Sunday, November 11, 2007

Guerra dos sexos - Parte III


Pedro J. Bondaczuk

(CONTINUAÇÃO)


III

Estupros em guerras


Se as mulheres são vítimas de tantos estupros, em tempos de paz, conforme revelam as estatísticas, as coisas se tornam muito piores, nesse aspecto, em períodos de guerra. Soldados de todos os países, ao conquistarem, ou invadirem, território inimigo, consideram como uma espécie de "prêmio", de "troféu", de "medalha" a que se julgam merecedores, essas relações sexuais forçadas, sem se importar com a idade, a posição social ou a condição civil das vítimas. Não são raros, até, os casos de invasão de conventos, com o conseqüente estupro de todas freiras lá confinadas.

Episódios desse tipo, ressalte-se, foram registrados, recentemente, na ex-Iugoslávia, conforme denúncia de organizações de defesa dos direitos humanos. Esses ataques sexuais, descabidos e covardes, embora condenados pelas leis internacionais, continuam ocorrendo, invariavelmente, em grande profusão, da mesma forma que ocorriam em passado remoto, com as legiões gregas, romanas, persas, babilônias, etc. Repetiram-se em profusão na Bósnia-Herzegovina, em Kosovo, na Chechênia e talvez estejam ocorrendo, de novo, no Afeganistão. Nem sempre, no entanto, a opinião pública toma conhecimento desses crimes.

Na Segunda Guerra Mundial, por exemplo, cerca de 200 mil mulheres, a maioria coreanas, chinesas e de outros países do Sudeste asiático (então ocupados pelos japoneses), foram incorporadas à força pelo exército imperial do Japão e depois obrigadas a se prostituir em bordéis militares.

Hoje, as sobreviventes estão recorrendo à justiça comum, e invariavelmente ganhando os processos, obtendo milionárias indenizações. É certo que o dinheiro não apaga as humilhações a que foram submetidas, nem a terrível afronta que sofreram.

Além disso, os condenados não são os verdadeiros culpados, os estupradores de fato, quase nunca identificados e a maioria, pelo menos neste caso, já morta. As indenizações vêm sendo pagas pelo governo japonês. Ainda assim, essas punições são válidas e têm o principal mérito de chamarem a atenção para os crimes de estupro cometidos por soldados.

Apesar da aprovação da Convenção de Genebra, de 1949 --- a lei internacional básica, que pretendia proteger os civis em tempos de guerra, mais especificamente contra o estupro --- esse conjunto de normas continua, após tanto tempo, não passando de mera "letra morta".

Nenhuma acusação, por exemplo, envolvendo esse tipo de delito, foi feita durante o julgamento de crimes de guerra, perante o Tribunal de Nuremberg, na Alemanha, ou no Tribunal de Tóquio, depois da Segunda Guerra Mundial.

Milhões de mulheres (e de crianças) pelo mundo afora, tanto na Europa, quanto na Ásia; tanto dos países vencedores, quanto dos perdedores, foram vítimas impotentes dessa covarde violência sexual.

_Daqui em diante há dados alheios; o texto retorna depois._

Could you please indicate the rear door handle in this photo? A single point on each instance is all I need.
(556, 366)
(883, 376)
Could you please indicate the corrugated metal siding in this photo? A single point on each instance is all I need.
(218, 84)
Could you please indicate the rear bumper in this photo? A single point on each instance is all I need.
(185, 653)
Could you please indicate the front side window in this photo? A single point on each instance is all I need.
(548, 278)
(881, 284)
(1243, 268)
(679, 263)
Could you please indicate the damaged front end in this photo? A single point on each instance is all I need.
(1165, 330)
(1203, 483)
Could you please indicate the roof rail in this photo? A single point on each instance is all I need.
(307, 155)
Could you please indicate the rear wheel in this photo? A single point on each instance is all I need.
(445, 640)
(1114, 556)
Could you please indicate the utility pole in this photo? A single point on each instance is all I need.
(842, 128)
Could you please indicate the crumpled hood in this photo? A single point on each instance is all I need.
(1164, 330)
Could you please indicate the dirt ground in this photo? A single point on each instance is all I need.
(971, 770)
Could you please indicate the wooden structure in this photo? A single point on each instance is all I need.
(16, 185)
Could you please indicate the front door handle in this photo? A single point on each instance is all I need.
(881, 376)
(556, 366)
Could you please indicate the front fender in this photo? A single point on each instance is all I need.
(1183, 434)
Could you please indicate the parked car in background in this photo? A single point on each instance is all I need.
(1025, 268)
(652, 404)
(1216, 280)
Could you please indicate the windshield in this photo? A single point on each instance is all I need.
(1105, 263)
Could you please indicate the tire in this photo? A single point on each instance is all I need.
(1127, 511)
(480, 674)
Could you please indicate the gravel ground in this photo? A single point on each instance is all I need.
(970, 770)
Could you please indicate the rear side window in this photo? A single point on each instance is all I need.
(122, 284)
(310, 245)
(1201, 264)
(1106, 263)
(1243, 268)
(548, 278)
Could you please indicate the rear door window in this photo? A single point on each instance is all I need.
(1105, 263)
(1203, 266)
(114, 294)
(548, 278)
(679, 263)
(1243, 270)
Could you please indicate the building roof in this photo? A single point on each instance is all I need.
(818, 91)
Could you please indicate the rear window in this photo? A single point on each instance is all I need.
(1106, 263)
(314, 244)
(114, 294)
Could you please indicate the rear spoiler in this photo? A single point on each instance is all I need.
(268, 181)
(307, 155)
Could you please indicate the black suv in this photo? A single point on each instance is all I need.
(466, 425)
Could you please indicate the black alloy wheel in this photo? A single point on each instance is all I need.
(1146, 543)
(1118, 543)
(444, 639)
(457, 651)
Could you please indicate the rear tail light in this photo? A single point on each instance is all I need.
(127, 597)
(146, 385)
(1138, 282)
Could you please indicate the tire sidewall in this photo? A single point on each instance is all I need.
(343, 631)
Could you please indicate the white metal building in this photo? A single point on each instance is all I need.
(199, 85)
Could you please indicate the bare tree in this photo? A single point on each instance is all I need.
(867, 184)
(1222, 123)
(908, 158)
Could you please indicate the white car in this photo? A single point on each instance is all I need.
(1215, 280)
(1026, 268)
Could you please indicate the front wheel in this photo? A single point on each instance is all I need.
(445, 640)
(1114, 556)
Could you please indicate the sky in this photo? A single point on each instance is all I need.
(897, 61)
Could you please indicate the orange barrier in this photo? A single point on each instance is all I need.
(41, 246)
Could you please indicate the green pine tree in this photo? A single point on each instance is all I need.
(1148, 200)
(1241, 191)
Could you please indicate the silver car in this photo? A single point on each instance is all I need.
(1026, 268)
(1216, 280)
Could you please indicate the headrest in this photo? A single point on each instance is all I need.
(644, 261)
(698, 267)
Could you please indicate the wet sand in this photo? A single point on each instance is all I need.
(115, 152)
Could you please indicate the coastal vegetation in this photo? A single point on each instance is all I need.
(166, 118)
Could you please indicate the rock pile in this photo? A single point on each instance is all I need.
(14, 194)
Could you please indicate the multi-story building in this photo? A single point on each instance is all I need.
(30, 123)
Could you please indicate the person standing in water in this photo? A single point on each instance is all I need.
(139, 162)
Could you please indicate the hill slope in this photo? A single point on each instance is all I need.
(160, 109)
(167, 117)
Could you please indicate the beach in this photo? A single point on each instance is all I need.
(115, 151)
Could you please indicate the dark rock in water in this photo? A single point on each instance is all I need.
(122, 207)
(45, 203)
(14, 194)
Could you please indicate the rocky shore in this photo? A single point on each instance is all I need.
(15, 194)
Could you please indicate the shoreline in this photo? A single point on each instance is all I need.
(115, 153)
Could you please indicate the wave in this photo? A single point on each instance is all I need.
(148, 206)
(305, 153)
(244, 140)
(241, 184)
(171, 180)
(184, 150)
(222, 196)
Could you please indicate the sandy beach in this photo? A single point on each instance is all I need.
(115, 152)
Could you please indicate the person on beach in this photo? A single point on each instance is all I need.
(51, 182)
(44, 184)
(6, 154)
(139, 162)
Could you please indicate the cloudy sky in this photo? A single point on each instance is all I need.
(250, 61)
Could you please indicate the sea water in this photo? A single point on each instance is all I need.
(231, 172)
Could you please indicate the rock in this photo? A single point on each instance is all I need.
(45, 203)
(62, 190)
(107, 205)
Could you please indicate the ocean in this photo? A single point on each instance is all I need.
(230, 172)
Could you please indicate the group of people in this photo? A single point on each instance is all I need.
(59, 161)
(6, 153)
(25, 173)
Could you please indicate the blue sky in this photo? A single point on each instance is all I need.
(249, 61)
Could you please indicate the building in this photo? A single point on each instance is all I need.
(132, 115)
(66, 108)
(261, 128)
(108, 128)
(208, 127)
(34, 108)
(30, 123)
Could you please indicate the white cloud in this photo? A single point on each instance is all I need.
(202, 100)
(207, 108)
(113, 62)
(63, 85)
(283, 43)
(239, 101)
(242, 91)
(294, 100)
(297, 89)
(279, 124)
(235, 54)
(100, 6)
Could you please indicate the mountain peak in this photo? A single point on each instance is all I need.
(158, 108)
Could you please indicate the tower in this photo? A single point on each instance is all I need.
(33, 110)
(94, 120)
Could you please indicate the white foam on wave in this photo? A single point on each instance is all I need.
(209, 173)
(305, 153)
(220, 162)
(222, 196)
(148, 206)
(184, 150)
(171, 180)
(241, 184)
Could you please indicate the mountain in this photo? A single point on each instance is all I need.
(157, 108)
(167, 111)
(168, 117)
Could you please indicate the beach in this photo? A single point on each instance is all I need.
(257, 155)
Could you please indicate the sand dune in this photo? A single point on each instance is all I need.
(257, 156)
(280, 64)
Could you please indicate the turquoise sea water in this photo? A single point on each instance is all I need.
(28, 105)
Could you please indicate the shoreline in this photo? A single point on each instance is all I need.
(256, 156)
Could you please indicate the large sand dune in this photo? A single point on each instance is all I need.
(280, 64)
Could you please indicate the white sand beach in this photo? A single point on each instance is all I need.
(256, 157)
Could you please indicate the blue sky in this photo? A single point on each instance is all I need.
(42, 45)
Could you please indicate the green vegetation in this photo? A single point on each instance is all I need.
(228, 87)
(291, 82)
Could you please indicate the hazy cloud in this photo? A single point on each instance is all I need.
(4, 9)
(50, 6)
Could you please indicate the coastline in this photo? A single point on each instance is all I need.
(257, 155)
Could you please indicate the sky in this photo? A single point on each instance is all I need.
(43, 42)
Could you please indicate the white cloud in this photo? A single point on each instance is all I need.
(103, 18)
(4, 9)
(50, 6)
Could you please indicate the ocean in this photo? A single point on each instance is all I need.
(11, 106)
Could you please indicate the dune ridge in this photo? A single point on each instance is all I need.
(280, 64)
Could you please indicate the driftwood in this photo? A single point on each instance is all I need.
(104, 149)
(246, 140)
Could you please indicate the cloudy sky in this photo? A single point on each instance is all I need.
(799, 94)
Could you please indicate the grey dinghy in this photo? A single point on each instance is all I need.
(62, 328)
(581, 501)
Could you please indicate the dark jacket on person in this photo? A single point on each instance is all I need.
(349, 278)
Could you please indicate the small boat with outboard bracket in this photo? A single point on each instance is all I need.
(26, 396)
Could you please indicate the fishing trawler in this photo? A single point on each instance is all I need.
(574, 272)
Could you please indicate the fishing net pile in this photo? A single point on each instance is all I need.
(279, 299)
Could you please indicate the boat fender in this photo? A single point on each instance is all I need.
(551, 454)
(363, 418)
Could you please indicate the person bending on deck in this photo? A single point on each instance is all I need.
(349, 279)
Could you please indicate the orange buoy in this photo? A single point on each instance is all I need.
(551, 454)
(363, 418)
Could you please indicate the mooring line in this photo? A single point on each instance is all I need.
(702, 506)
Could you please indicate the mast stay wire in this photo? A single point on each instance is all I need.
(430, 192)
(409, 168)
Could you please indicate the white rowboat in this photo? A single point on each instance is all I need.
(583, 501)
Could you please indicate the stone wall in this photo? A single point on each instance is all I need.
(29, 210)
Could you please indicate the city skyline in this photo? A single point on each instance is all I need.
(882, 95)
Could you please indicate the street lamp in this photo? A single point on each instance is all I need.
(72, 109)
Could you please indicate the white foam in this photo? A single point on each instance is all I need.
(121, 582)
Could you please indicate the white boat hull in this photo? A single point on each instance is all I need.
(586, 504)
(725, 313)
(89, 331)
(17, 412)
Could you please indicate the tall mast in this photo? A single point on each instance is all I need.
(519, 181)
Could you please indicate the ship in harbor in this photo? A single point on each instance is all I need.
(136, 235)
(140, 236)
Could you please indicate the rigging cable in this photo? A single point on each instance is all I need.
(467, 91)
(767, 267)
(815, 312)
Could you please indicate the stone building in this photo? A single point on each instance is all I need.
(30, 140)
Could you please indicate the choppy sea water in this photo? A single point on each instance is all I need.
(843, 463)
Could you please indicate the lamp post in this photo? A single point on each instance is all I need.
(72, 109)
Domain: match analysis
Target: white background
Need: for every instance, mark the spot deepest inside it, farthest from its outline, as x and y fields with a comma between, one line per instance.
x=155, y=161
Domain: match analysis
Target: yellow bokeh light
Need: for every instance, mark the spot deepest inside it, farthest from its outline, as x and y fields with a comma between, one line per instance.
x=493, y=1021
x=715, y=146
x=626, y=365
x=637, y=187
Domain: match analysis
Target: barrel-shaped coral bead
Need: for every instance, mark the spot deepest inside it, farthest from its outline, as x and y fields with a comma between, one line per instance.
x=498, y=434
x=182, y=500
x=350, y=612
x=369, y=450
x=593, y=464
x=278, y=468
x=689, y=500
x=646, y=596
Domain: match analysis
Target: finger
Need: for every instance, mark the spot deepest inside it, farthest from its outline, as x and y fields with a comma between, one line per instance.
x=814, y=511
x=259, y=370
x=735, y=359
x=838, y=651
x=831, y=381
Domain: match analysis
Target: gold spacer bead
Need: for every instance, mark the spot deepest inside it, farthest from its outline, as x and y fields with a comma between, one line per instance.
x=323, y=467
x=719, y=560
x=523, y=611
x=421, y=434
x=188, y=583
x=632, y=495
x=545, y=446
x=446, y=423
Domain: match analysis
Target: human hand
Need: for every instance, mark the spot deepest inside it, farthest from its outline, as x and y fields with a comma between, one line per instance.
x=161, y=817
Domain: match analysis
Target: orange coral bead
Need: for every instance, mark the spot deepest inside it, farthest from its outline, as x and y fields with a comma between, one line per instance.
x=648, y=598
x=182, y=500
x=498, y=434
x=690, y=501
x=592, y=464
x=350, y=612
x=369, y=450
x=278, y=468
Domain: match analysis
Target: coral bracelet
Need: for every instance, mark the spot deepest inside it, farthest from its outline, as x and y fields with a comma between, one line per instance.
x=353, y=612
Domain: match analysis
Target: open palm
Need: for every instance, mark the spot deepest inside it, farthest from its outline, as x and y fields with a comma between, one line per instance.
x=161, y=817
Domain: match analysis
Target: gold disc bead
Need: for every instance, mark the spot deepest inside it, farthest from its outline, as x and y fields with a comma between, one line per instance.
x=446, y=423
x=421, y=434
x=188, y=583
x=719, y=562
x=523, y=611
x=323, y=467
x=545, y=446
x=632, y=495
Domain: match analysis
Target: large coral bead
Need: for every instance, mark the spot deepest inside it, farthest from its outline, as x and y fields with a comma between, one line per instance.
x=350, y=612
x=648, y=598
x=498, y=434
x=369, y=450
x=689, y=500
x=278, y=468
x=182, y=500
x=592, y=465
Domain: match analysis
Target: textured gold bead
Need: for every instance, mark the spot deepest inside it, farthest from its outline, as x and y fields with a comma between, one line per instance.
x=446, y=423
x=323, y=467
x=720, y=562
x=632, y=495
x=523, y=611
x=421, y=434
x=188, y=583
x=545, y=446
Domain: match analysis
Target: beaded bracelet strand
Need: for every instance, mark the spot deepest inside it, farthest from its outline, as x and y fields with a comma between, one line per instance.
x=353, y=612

E milhões de filhos ilegítimos e não desejados nasceram, dessas relações traumatizantes e não consentidas, sem que os governos dos países a que pertenciam os soldados infratores contribuíssem com um único centavo para o seu sustento.

Agora abre-se, no entanto, uma perspectiva favorável --- graças ao eficiente trabalho de diversas organizações internacionais de defesa dos direitos humanos, notadamente da Anistia Internacional --- para que esse grave delito seja, doravante, exemplarmente punido. E para que seja considerado aquilo que realmente é: crime hediondo. E principalmente para que deixe de se constituir em prática comum, considerada, tacitamente, como procedimento normal, ou pelo menos aceitável, em tempos de guerra.

Parte considerável das acusações de crimes de guerra, cometidos na ex-Iugoslávia, em especial na Bósnia-Herzegovina, perante o Tribunal Especial de Crimes de Guerra em Haia, refere-se exatamente a estupros praticados por soldados sérvios.

Quem sabe agora seja, finalmente, feita justiça para com milhares e milhares de mulheres, nos Bálcãs, no Cáucaso, na Ásia ou seja lá onde for, gravemente injuriadas por bandidos, travestidos de militares. E que as sentenças que forem dadas em Haia possam, sobretudo, firmar jurisprudência para o futuro. É o mínimo que se pode esperar, a bem da civilização.

(CONTINUA)

(Textos do meu livro, inédito, "Guerra dos Sexos").